As a mommy I have good days and then not so good days. I have days when I feel that I am failing at the most important "job" that I will ever be given! Other days I feel like I just might be figuring this whole "mothering" thing out...I like these days the best,
obviously :)! I'll be completely transparent, earlier this week I thought I could pull my hair out! Sophie is very dramatic and VERY strong willed! I know to the deepest part of my heart that these two characteristics are the ones that God will use the most! However,
right now they can be exhausting! Almost everything is a battle! And, oh my, the fits that were being thrown! I was at a complete loss! I tried ignoring them so that she didn't receive any type of attention, rather negative or positive, for them. I didn't want to spank her because I believe that if you are going to spank that it needs to be saved for the most dire of times, ex. running out into the street, out right disobeying, etc. I had tried time out, but she wasn't old enough to get the whole concept of it. Sooo...I was overwhelmed! I
knew that I needed to get the fits under control because if I didn't do something soon then it would become a permanent occurrence! I started time out again and so far, cross your fingers, it seems to be making
such a difference! She's thrown some tantrums, but they don't last nearly as long. A couple of times all I've even had to do is mention time out and she quits pretty quickly! So the past two days have been good, productive days! I love these days, but realize that the days where I feel that I'm failing are so needed! It is those days that remind me just how utterly
lost I am with out Christ's guidance in parenting (well, ALL things if we get down to it)!! I want to teach Sophie the tools to live a happy and successful life so that she can teach her kids! I want her to have love for God and people! I want her to have compassion and know that Christianity isn't about how many times you go to church - although that is
very important - that Christianity is about LOVE and ACTIONS! I want her to know that she will fail, but that God's and her parent's love will NEVER leave her because of it! When I think about the weight of responsibility that parents have it is overwhelming. That's when I have to remind myself to take it day to day, and to start
every one of those days praying for wisdom on how to raise Sophie! I know that my only hope for being anyway successful is by listening to God's direction and surrounding myself with godly mothers for advice! BTW - I think that it is so important to be selective about who you let speak into your life and your family! Not every church leader and Christian are good/healthy/godly parents, unfortunately!

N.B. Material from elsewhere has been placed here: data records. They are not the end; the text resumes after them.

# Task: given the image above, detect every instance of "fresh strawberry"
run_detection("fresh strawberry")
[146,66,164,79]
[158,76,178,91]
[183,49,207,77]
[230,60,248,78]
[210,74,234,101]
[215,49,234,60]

"All scripture is inspired by God and profitable for teaching, for reproof, for correction, for training in righteousness; that the man of God may be adequate, equipped for every good work." 2 Timothy 3:16-17
"Train up a child in the way that he should go and when he is old he will not depart from it."
Proverbs 22:6
My sweet baby girl all grown up and big enough for the "cars" at Publix! Honestly, for every ounce of stubbornness that Sophie has there is the sweetness to match it! You won't find a sweeter, more loving child than her!!
1 comment:
Glad time outs are working better now!!!
Miss Sophie is sooo sweet riding in that car. Yours are much better than the ones at our grocery store. I drove one of those *&^%^$ things once. Nearly took out a display of crackers and a slow-moving old lady, and swore I'd never drive one again.
Now I tell E that only Daddy can drive them.